Why stack is faster than heap and what exactly is stack?

Dear all,

This question puzzles me for a while,
Why stack is faster than heap, and what exactly is stack?

I know there are many places discussed this problem like,

But I am still confused.
The main issue is that, they say both stack and heap are in the memory (RAM).
If so, how can stack be faster than heap? After all they are all in memory, the speed is depend on the the speed of the memory like bandwidth and cas latency. I simply do not see any reason that stack will be much faster than heap, if they are both in the RAM.

I mean, if both stack and heap are in RAM, then why do we even need heap? Just put everything on the stack and that is it.

My understanding is that, in order to make stack really useful, stack should be in the CPU cache, so it is small but way faster than RAM.
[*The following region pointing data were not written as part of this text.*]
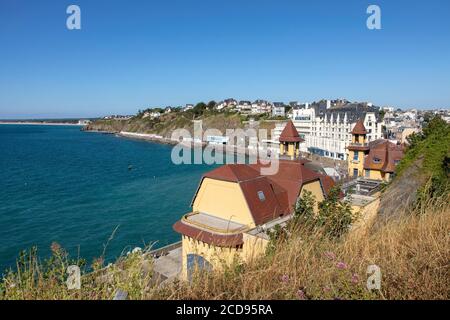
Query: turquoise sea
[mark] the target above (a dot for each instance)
(61, 184)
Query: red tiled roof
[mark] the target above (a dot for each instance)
(233, 173)
(386, 153)
(280, 193)
(359, 128)
(290, 133)
(280, 190)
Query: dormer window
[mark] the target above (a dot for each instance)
(261, 196)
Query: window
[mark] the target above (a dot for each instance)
(261, 196)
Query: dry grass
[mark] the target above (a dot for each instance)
(413, 252)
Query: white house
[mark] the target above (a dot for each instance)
(327, 130)
(278, 109)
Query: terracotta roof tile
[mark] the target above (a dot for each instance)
(290, 133)
(267, 197)
(383, 156)
(359, 128)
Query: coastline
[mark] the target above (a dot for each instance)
(236, 150)
(41, 123)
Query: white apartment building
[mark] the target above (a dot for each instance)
(261, 106)
(327, 130)
(278, 109)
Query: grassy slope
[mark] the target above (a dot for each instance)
(413, 253)
(172, 121)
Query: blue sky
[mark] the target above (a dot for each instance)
(135, 54)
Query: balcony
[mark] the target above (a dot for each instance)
(213, 224)
(356, 146)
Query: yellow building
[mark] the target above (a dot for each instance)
(375, 160)
(290, 141)
(233, 208)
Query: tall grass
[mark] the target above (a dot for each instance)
(413, 252)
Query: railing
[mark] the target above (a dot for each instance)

Eg, my laptop is xeon 2186M with
Cache size: L1 - 384 KB, L2 - 1.5 MB, L3 - 12 MB.
The speed of L1 is 10 times L2, the speed of L2 is 10 times L3, the speed of L3 is 10 times RAM.
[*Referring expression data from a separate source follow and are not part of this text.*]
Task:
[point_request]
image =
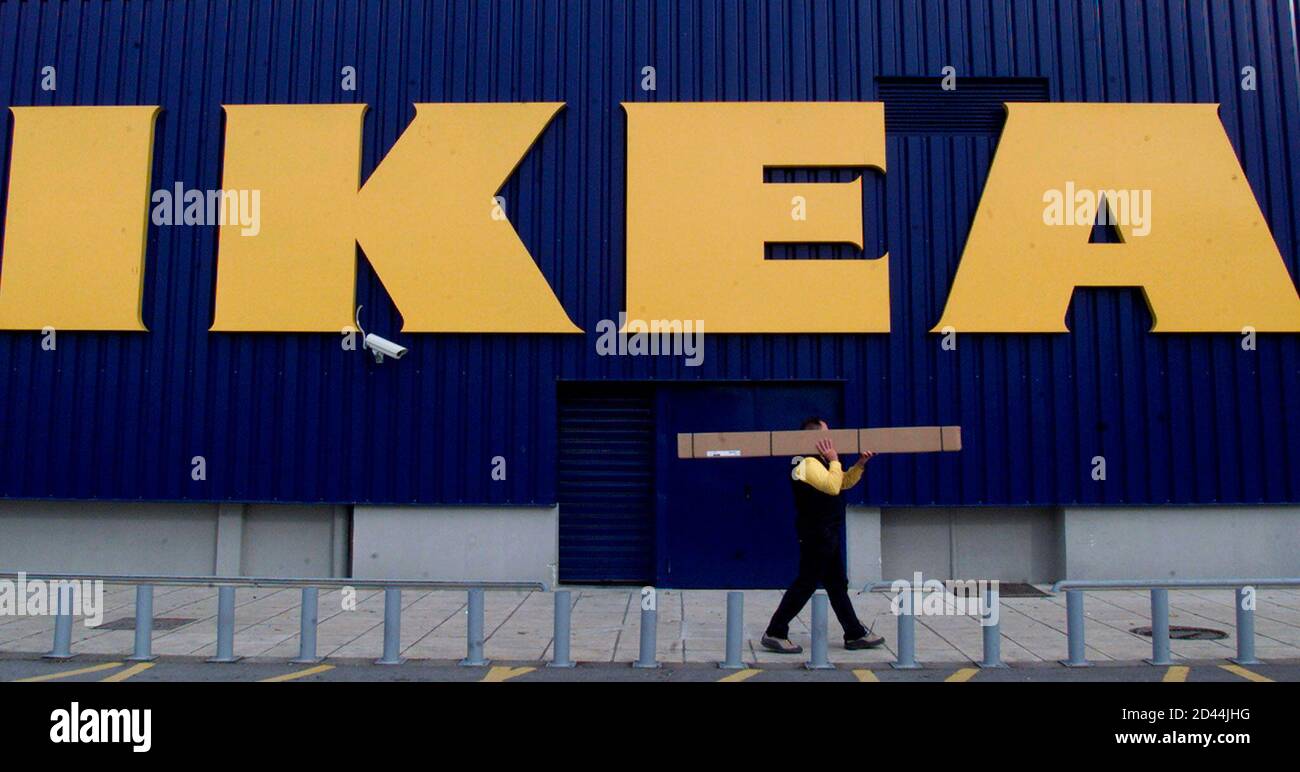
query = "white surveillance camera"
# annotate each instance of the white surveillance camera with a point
(381, 347)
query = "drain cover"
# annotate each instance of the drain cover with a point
(1183, 633)
(160, 623)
So when heap-arrays in intel Fortran, I should set the heap size smaller than 12MB.
So like below, I set it to 10240KB so 10MB.
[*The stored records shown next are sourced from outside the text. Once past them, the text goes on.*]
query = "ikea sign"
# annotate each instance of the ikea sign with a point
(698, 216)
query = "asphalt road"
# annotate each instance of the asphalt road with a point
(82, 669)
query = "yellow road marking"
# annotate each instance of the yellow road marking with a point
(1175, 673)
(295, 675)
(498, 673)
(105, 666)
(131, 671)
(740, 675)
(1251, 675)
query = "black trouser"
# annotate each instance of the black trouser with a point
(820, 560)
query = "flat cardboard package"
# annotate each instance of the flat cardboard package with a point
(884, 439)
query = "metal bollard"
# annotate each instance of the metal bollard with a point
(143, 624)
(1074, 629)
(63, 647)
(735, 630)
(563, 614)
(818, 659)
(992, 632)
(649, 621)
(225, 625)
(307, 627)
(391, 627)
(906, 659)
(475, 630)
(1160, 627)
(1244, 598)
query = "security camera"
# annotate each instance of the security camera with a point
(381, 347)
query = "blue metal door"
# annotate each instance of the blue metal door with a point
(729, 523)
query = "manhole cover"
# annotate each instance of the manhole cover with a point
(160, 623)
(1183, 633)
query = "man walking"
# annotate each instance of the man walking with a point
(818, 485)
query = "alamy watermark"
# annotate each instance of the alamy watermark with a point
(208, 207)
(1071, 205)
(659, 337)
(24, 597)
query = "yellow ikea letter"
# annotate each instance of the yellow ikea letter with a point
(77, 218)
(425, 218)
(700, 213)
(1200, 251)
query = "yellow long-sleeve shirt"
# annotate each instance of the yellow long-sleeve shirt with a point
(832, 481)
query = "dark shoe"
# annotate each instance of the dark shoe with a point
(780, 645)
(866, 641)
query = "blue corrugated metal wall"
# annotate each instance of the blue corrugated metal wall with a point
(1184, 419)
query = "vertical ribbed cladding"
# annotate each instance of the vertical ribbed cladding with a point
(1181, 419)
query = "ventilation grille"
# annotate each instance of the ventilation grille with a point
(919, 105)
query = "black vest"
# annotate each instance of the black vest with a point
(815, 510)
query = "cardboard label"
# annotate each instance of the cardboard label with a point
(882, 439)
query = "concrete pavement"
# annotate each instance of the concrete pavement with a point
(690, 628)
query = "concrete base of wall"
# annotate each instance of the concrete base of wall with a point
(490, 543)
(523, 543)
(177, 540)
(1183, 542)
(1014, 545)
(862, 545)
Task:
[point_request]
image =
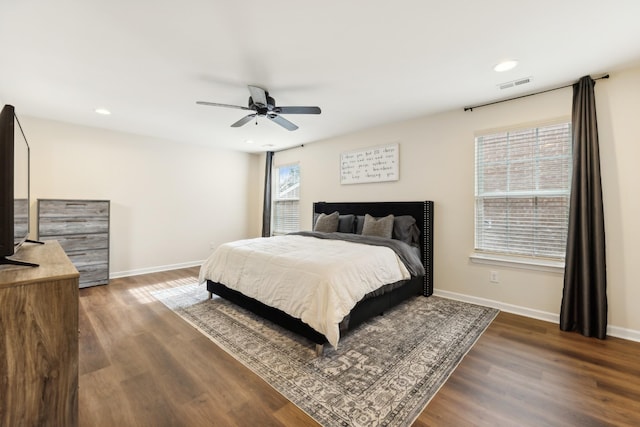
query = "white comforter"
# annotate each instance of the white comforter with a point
(315, 280)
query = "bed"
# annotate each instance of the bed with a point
(414, 282)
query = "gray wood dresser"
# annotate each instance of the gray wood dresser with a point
(82, 229)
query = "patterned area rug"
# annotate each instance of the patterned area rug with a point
(383, 373)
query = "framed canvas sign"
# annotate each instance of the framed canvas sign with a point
(374, 164)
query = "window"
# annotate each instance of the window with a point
(523, 180)
(286, 200)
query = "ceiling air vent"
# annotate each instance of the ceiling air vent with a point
(515, 83)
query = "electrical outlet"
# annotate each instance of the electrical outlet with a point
(493, 277)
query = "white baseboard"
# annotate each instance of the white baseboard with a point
(614, 331)
(156, 269)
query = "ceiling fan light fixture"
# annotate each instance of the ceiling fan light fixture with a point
(506, 65)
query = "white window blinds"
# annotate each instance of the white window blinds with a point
(286, 200)
(523, 181)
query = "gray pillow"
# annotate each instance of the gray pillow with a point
(327, 223)
(406, 230)
(359, 223)
(345, 223)
(381, 227)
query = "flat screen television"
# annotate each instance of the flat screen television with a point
(14, 187)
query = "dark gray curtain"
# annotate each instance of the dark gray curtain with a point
(584, 298)
(266, 209)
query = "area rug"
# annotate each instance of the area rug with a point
(383, 373)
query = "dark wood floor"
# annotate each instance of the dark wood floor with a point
(142, 365)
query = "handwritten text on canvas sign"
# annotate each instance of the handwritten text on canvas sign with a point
(373, 164)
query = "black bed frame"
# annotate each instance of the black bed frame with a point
(367, 308)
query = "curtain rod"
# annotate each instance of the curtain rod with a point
(606, 76)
In some of my code, actually I do notice that if I set heap-arrays as 0, it can be 50% slower than setting heap-arrays as 128, 256, 512, ā€¦10240 etc. I can almost certain the speedup by setting non-zero heap array size is that, some arrays are really stored in cache than in memory.

What do you guys think about stack and heap, and how to use them and set them?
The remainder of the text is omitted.